NBC and Comcast have remained silent following MSNBC’s Lawrence O'Donnell making an unverified claim about President Donald Trump that he admitted a day later he shouldn’t have run.
O‘Donnell made an explosive claim about the Republican commander-in-chief’s loan documents as millions of viewers watched on “The Rachel Maddow Show” on Tuesday, Aug. 27. He said he’d only spoken to one source and that the information was not verified. He said “if true” multiple times.
The next morning, an MSNBC producer revealed the source hadn’t even seen the documents.
NBC Universal, which operates MSNBC and NBC News, has not issued a statement about the situation, nor has its parent company Comcast.
Multiple phone calls and emails from The Epoch Times went unanswered and representatives from the companies have not responded to requests from other media outlets either. MSNBC also did not respond to a request for comment.

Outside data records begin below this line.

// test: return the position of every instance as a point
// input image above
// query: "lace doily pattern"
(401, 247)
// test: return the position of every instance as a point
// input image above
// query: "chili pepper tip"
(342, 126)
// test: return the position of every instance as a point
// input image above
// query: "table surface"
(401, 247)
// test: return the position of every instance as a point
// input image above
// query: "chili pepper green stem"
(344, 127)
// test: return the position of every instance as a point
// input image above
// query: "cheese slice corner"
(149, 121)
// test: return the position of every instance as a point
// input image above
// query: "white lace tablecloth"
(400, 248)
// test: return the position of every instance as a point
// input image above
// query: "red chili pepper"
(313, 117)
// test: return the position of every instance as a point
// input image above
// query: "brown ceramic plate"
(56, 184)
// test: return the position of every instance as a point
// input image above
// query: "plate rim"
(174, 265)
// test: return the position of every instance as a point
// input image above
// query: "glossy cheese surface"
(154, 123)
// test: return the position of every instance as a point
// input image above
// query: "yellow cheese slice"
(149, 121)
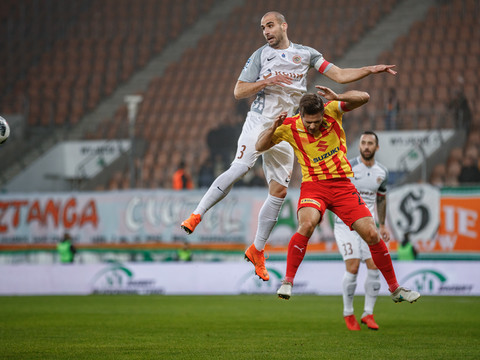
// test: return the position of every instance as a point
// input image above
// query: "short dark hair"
(278, 16)
(311, 104)
(369, 132)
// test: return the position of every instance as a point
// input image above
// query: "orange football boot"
(191, 223)
(370, 322)
(352, 323)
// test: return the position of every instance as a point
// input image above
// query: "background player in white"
(277, 74)
(370, 179)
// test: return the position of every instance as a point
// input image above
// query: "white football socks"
(267, 218)
(349, 285)
(372, 288)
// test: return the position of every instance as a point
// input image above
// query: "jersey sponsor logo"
(299, 248)
(247, 63)
(310, 201)
(322, 145)
(326, 155)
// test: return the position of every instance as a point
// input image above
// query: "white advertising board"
(226, 278)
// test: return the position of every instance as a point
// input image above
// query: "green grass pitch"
(234, 327)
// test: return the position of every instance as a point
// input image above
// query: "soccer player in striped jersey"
(370, 178)
(318, 140)
(277, 74)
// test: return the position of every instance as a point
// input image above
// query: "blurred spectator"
(438, 175)
(66, 250)
(470, 173)
(392, 108)
(453, 172)
(406, 251)
(206, 174)
(181, 179)
(222, 140)
(460, 109)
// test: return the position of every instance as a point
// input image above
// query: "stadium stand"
(65, 69)
(196, 110)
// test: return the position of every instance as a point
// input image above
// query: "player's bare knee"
(306, 228)
(353, 268)
(277, 190)
(371, 236)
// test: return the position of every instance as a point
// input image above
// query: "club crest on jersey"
(311, 201)
(247, 63)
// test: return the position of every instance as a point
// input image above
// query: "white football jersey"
(294, 62)
(369, 181)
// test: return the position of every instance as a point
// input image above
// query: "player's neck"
(368, 163)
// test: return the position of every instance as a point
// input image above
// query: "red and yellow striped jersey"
(322, 157)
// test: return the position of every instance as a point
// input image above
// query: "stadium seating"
(179, 117)
(64, 69)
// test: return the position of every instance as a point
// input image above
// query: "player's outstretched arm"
(344, 76)
(245, 89)
(352, 98)
(264, 141)
(382, 212)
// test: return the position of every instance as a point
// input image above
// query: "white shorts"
(350, 244)
(277, 161)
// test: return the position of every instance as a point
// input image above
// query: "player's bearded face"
(368, 147)
(313, 123)
(273, 33)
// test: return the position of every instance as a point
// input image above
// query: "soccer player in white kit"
(370, 179)
(277, 74)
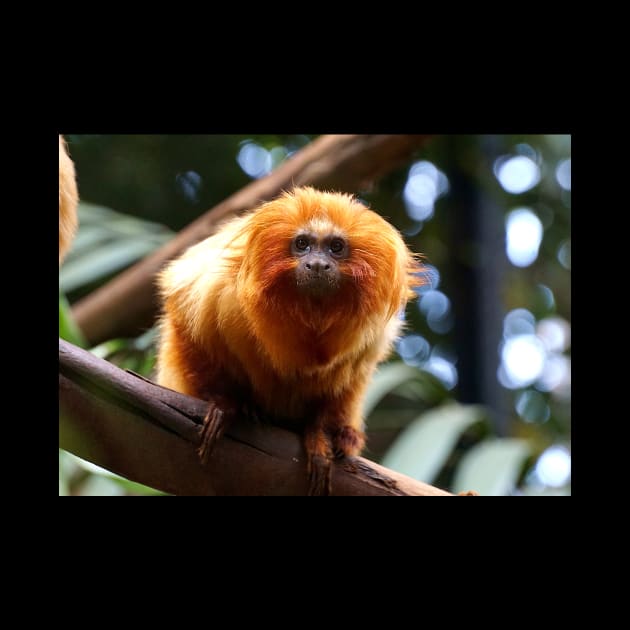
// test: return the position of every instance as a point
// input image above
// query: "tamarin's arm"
(68, 199)
(338, 431)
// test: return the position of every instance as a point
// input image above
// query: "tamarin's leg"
(346, 428)
(348, 441)
(319, 458)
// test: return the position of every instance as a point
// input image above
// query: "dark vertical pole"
(477, 271)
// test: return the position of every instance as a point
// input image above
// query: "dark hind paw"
(319, 472)
(348, 442)
(220, 414)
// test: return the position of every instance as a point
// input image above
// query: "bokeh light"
(255, 160)
(523, 361)
(523, 236)
(425, 184)
(554, 466)
(517, 174)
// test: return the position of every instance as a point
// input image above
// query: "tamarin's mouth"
(318, 285)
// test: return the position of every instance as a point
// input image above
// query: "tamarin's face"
(318, 257)
(330, 248)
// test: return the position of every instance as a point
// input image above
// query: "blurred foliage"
(518, 441)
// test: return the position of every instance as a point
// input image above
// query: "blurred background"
(478, 392)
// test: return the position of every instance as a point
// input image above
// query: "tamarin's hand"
(68, 198)
(287, 311)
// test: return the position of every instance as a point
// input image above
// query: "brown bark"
(127, 304)
(149, 434)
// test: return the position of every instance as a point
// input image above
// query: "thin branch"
(149, 434)
(350, 163)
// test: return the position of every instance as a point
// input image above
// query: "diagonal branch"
(149, 434)
(349, 163)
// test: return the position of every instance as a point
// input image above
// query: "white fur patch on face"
(321, 227)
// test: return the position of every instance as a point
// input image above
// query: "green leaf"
(423, 447)
(103, 261)
(107, 241)
(68, 328)
(493, 467)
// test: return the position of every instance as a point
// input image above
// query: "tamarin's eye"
(301, 243)
(337, 245)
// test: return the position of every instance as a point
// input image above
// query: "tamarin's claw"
(319, 469)
(348, 442)
(219, 415)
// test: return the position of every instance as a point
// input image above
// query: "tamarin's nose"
(317, 264)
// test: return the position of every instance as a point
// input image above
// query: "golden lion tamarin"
(68, 199)
(285, 312)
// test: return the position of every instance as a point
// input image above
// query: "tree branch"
(127, 304)
(149, 434)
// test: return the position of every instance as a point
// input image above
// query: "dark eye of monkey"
(337, 246)
(301, 243)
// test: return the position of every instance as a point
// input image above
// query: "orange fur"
(68, 199)
(235, 323)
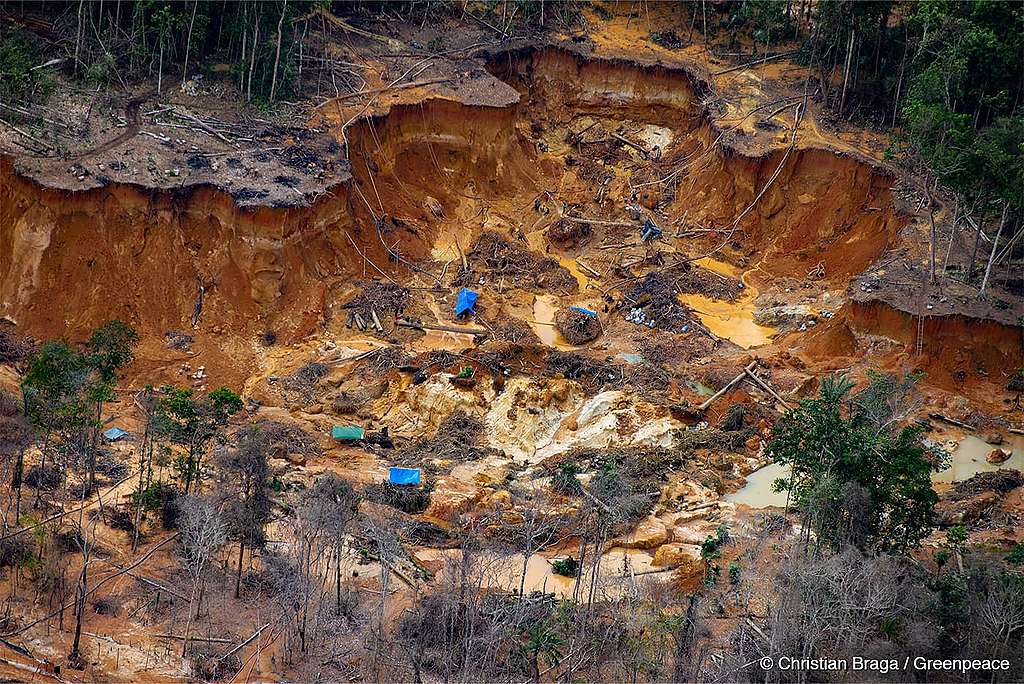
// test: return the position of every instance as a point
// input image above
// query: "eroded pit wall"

Trump ripped into O'Donnell, 67, a former Democratic aide, on Thursday morning, calling him “crazy” and noting he had to apologize in 2015 for making allegations about the payment Trump received for “The Apprentice.”
He said the situation illustrated the depth his opponents will go to attempt to smear him.
“The totally inaccurate reporting by Lawrence O’Donnell, for which he has been forced by NBC to apologize, is NO DIFFERENT than the horrible, corrupt and fraudulent Fake News that I (and many millions of GREAT supporters) have had to put up with for years. So bad for the USA!” he wrote on Twitter.
Reporters and media personalities expressed dismay about O'Donnell’s choice to run the information and tried to distance themselves from the MSNBC host.
“This is why @Lawrence’s irresponsible actions are so damaging. Obviously there’s a big difference between O’Donnell and the rest of press. But that’s not how Trump will frame it. And many will walk away with the impression that a news anchor (not opinion host) slandered POTUS,” wrote Oliver Darcy of CNN on Twitter in reference to Trump’s criticism of O'Donnell.
Reporters often try to portray cable news hosts and shows as separate from journalistic endeavors but the networks promote the shows and hosts as providing news and the video about O‘Donnell’s apology says, “O’Donnell retracts his reporting about Trump loans.”
The website for O'Donnell’s “The Last Word” is replete with news that casts Trump in a negative light. None of the videos on the landing page are positive or neutral regarding Trump.
An MSNBC source told Darcy that executives didn’t know about O'Donnell’s unverified information before he decided to talk about it on air.
If they had known, the reporting “would not have made it to broadcast,” the source said, something O'Donnell himself admitted on Wednesday as he retracted the report.
The Federalist editor and regular media critic Mollie Hemingway said that O'Donnell’s on-air apology was sad.
“They were frequently based on anonymous sources—very thin sourcing. The stories always fell apart under scrutiny. It was so sad to see it for years, this daily drumbeat before the Mueller report ended. To see that some people are still doing it months after is embarrassing and sad.”
She noted that surveys show Democratic voters often believe reporting about Trump even when it isn’t true.
“Polls have shown that a majority of Democrats believe false things about Russia’s involvement with the U.S. election,” she said. “These specific stories alleging treason on the part of the Trump administration or Donald Trump or people close to him—there is not evidence to support this and yet the stories have been happening, and it’s not just MSNBC.”